Optical communication equipment often employs one or more micro-electromechanical systems (MEMS) devices. A typical MEMS device may include an array of micro-machined mirrors, with each mirror being individually movable in response to an electrical signal. Such an array may be employed in an optical cross-connect, in which each mirror in the array receives a different beam of light, for example, from an input optical fiber. The beam is reflected from the mirror and can be redirected to a different location, e.g., a location at which an output optical fiber is located. The particular output fiber that receives the redirected beam may be selected by rotating the mirror. Other optical applications for MEMS devices include wave selective switches, add-drop switches, wavelength attenuators, and wavelength blockers. Non-optical applications are also possible.

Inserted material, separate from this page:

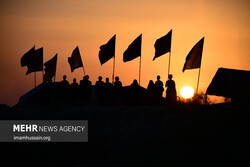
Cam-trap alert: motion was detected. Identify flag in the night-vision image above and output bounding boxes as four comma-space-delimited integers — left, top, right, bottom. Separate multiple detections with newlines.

One problem with prior art MEMS devices having relatively large mirrors, e.g., between 100 μm and 400 μm in length and between 30 μm and 70 μm in width, is that the height of the gap between the mirror and the corresponding actuating electrode(s) has to be relatively large, i.e., greater 8 μm, to achieve relatively large, e.g., about 10 degree, rotation angles. However, an 8 μm gap height is the best that can be achieved with surface micromachine technology, which is a simple and low cost fabrication technique.
U.S. Pat. No. 6,781,744, which is incorporated by reference as if fully set forth herein, discloses a MEMS device having a movable mirror and a movable actuator plate mechanically that are coupled together such that a relatively small displacement of the plate results in rotation of the mirror by a relatively large angle. In one exemplary arrangement, the mirror and actuator plate are supported on a substrate. The actuator plate moves in response to a voltage difference applied between a) an electrode located on the substrate beneath the plate and b) the plate itself. One or more springs attached to the plate provide a counteracting restoring force when they are stretched from their rest positions by the plate motion. The mirror has a handle portion configured as a lever arm. A spring attached between the actuator plate and the handle portion transfers the motion of the actuator plate to the mirror such that, when the actuator plate moves toward the substrate, the spring pulls the handle portion to move the mirror away from the substrate. Advantageously, relatively large mirror rotation angles may be achieved using the relatively small displacements of the actuator plate that can be achieved using surface micromachine technology.
In another exemplary arrangement disclosed in U.S. Pat. No. 6,781,744, a MEMS device has first and second plates, each supported on, and positioned offset from, a substrate. The second plate is rotatably connected to the substrate. The connection defines a rotation axis and first and second portions of the second plate including its opposite ends with respect to the rotation axis. One end of the first plate is movably connected to the first portion of the second plate, while the other end of the first plate is connected to the substrate.
Disadvantageously, U.S. Pat. No. 6,781,744 only teaches how to achieve rotation by a relatively large angle around a single axis.